Maybe not a perfect answer to the question – my volunteer team! They are so gifted when it comes to relating to and leading students. If I can set them up for success, there is little else needed.
If you teach with curriculum, ym360 is the best resource I’ve found for curriculum.
Logos is an incredible Bible study tool. I have no Greek or Hebrew training and rely a lot of Logos to fill that gap.
- What is one of two things that you do to make sure that you do so that you don’t burn out as a youth pastor?

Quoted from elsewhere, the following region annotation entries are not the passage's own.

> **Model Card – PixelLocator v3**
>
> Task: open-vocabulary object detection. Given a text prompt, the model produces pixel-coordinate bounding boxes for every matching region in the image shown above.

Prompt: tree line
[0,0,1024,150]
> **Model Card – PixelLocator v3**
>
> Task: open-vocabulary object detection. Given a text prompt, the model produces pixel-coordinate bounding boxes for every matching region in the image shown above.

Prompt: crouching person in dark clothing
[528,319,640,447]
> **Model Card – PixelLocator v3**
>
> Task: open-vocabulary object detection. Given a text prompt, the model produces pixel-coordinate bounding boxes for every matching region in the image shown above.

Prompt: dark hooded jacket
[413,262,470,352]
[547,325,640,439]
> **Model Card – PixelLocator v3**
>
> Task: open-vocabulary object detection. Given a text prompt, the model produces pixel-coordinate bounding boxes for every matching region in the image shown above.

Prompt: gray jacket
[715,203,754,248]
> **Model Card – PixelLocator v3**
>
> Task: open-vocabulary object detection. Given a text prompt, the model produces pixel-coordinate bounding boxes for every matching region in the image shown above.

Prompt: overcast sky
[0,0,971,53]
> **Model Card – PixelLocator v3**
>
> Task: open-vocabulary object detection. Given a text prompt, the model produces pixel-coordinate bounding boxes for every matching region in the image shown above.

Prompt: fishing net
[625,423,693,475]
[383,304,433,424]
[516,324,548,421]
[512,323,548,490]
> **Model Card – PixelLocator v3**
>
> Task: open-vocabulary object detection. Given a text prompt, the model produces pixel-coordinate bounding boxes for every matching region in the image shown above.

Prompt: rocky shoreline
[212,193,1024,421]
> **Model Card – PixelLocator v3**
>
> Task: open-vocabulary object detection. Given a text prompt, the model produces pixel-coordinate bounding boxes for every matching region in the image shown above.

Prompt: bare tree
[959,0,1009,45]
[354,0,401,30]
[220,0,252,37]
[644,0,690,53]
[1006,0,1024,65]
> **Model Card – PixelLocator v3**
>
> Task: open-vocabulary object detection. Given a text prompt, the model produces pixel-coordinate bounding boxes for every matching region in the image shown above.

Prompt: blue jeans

I keep my schedule organized and thorough and I live off of my “Reminders” app. If I didn’t use my calendar or the reminders app, I would drop so many balls and fall behind and upset people. By using my calendar well, I can block out a dedicated day off so I don’t overwork myself and I can purposely block out family time that won’t be interrupted. I also take a monthly Day of Prayer to spend time in the Word, reading, listening to sermons, praying, practicing spiritual disciplines, etc…
- What advice would you give to yourself when you started as a youth pastor if you could go back to that time?
Be patient. It’s easy to make big plans and always want to get to the next big thing. God knows what your life holds and it’s better than you can plan. He’ll move you into those plans on his time. Invest in the now with your eyes set on eternity.
Thank you, Jeff, for taking time to answer these questions. Two weeks from today I will post our third edition of “Welcome to Student Ministry” with a student pastor from Kentucky!